Abstract

BACKGROUND: Mycobacteria are traditionally identified with biochemical reactions. Since it takes 2 to 6 weeks, more rapid method is needed for timely treatment of mycobacterial infection. Mycolic acid analysis by high-performance liquid chromatography (HPLC) was recently introduced, which showed species-specificity with more than 95% sensitivity and 100% specificity for identifing Mycobacterium spp. within 2-4 hours. In this study, We performed mycolic acid analyses of standard strains of Mycobacterium spp. and two clinical isolates of known M. tuberculosis for demonstrating their species-specific nature and evaluated its reproduciblity.
METHODS
: 8 standard strains of Mycobacterium spp. (M. tuberculosis H37Rv, M. intracellurae, M. avium, M. fortuitum, M. chelonae subsp. chelonae, M. scrofulaceum, M. kansasii, M. gordonae) and 2 clinical isolates of known M. tuberculosis were analyzed. The extracted mycolic acids which were prepared by 3 steps were analyzed by HPLC with rC18 column.
RESULTS
Mean retention time (MRT) of low and high molecular weight internal standards were 3.757min+/-0.017 (C.V. <0.455%) and 9.829min+/-0.015 (C.V. <0.015%), respectively (n=30).
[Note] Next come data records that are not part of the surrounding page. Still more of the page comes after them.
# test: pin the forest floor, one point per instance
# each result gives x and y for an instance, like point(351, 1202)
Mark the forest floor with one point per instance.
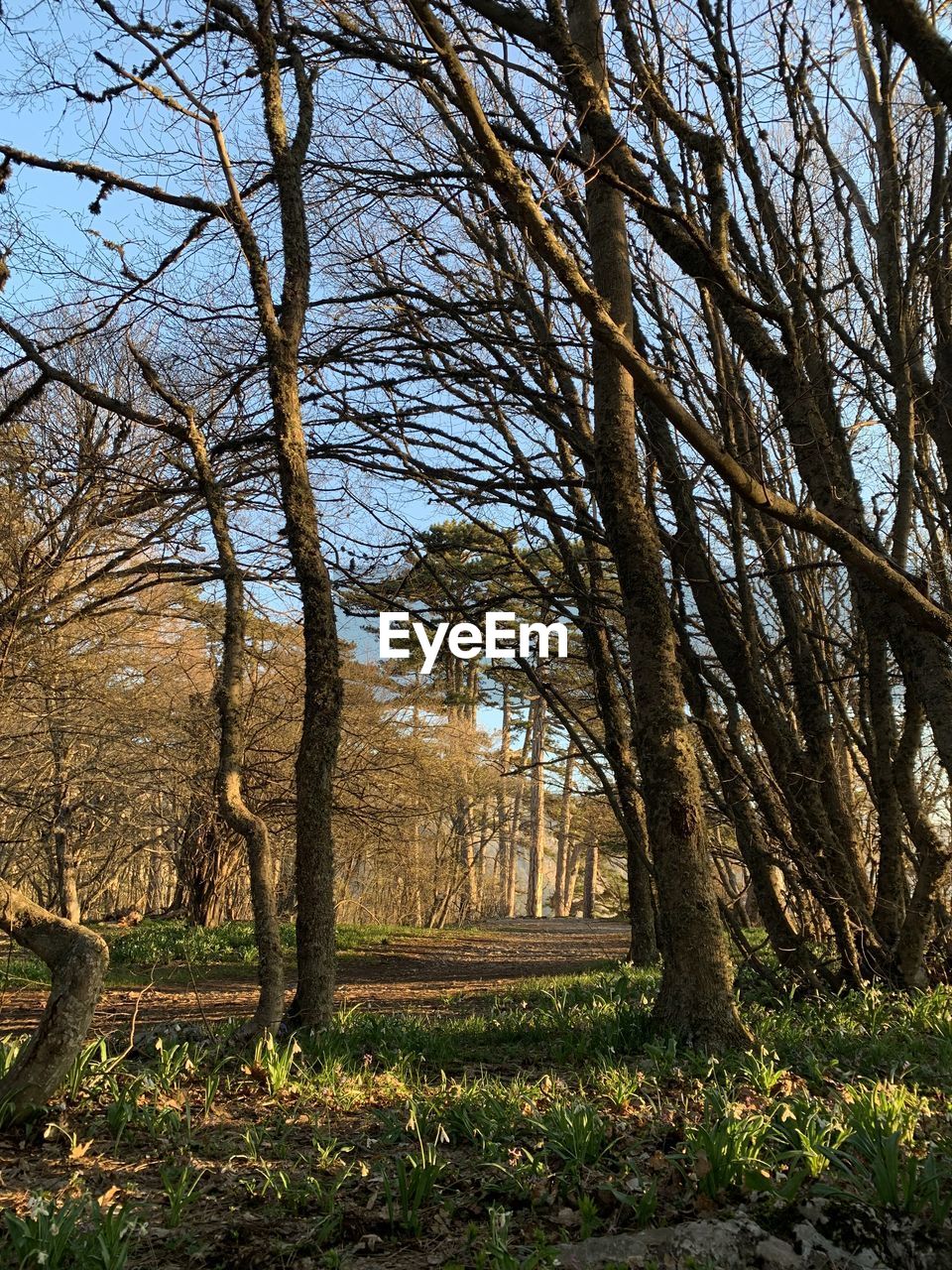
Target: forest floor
point(462, 1112)
point(386, 969)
The C.V. of MRT for M. intracellurae for positive control showing double cluster pattern was less than 0.3% from 4 injection. The C.V. of MRT for M. tuberculosis H37Rv and 2 clinical isolates of M. tuberculosis with single cluster pattern were less than 0.4%, and 0.9%, respectively. The chromatographic patterns of M. kansasii and M. gordonae showed a single cluster pattern, and M. avium, M. fortuitum, M. chelonae subsp. chelonae, and M. scrofulaceum showed a double cluster pattern which were species-specific nature.
CONCLUSIONS
We demonstrated HPLC method was rapid and highly reproducible.